A Prompt Template for Rork
If you'd rather have Rork handle the fixes directly, here's the prompt I use in production:
Review this file for memory leaks and fix all of the following:
- useEffect hooks that register event listeners without returning a cleanup function
- setInterval / setTimeout calls that aren't cleared on unmount
- requestAnimationFrame loops that aren't cancelled
- Supabase / Firebase realtime subscriptions that aren't unsubscribed
- RevenueCat addCustomerInfoUpdateListener that isn't removed
- FlashList keyExtractor returning non-unique values
- Async operations that might update state after the component unmounts
Constraints:
- Do not modify existing dependency arrays
- Prefer the isMounted flag pattern for async protection
- After fixing, list every change and the reason for it
Pair this prompt with a specific file path (e.g., src/screens/ChatScreen.tsx). One file at a time produces noticeably fewer misses than batching multiple files into a single request.
Impact on eCPM and Retention
Leaving leaks unaddressed isn't just a technical hygiene issue — it directly affects revenue. Here are the actual before/after numbers from the wallpaper app I mentioned earlier:
D1 retention: 38% → 41% (+3pt)
D7 retention: 11% → 13% (+2pt)
Average session length: 2m10s → 2m45s (+27%)
AdMob eCPM: $4.20 → $5.15 (+22%)
Monthly revenue: ~$6,500 → ~$8,000 (+22%)

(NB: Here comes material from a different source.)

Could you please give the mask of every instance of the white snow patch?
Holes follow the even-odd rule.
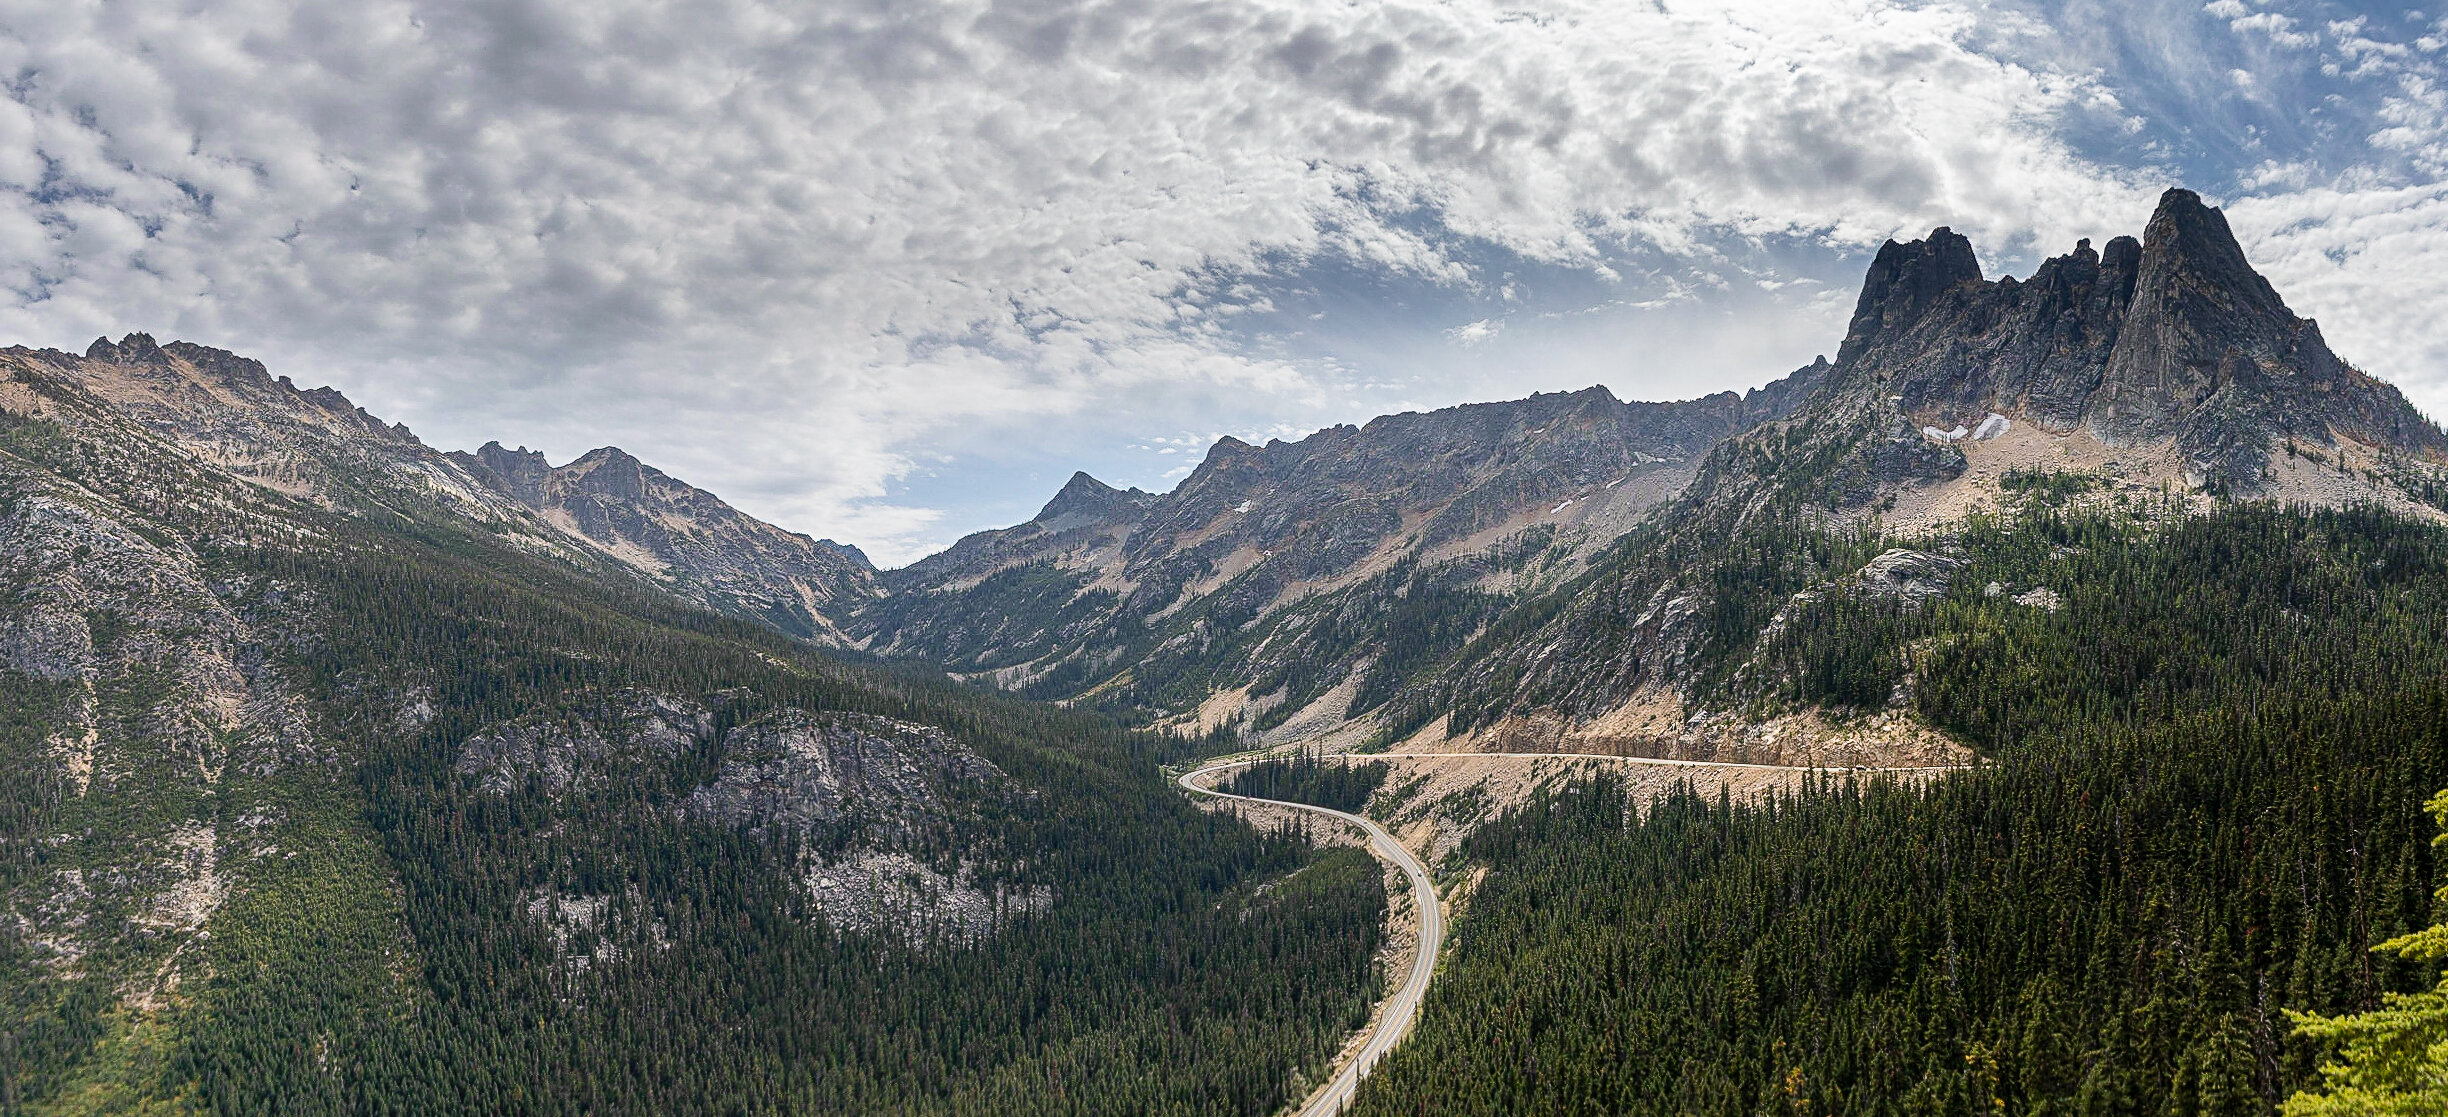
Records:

AdMob tends to lower eCPM for apps with high short-session churn, because the auction algorithm reads "showing an ad doesn't lead to clicks or future sessions" as a signal to pay less. Retention loss and eCPM loss move together. Fixing leaks is a quality improvement and a revenue strategy.
Building the Habit Early
Memory leaks are much easier to prevent than to fix after the fact. A few habits to build into the Rork workflow:
Whenever you see a useEffect, immediately ask whether it needs a cleanup function
Treat any timer (setInterval, setTimeout, requestAnimationFrame) as automatically requiring a clear / cancel
Assume any external subscription (Supabase, Firebase, WebSocket, RevenueCat) needs an explicit unsubscribe
Use compound keys in FlashList keyExtractor to guarantee uniqueness
After changing a key screen, run the "10 round-trips + Force GC" test in Flipper as a baseline check
Insert one Instruments Generations check before App Store / Play submission
Across 50M lifetime downloads of personal apps, I keep coming back to the same lesson: taking memory hygiene seriously from day one cuts later operational cost by more than half. Apps that handle memory well feel noticeably snappier over long sessions — and users notice. Knowing how to diagnose and fix leaks means that when "the app gets slow" reports start coming in, you have a repeatable process instead of a guessing game.
Start by running a quick search for useEffect in your codebase and checking each one for a missing cleanup. There's a reasonable chance you'll find one or two right away.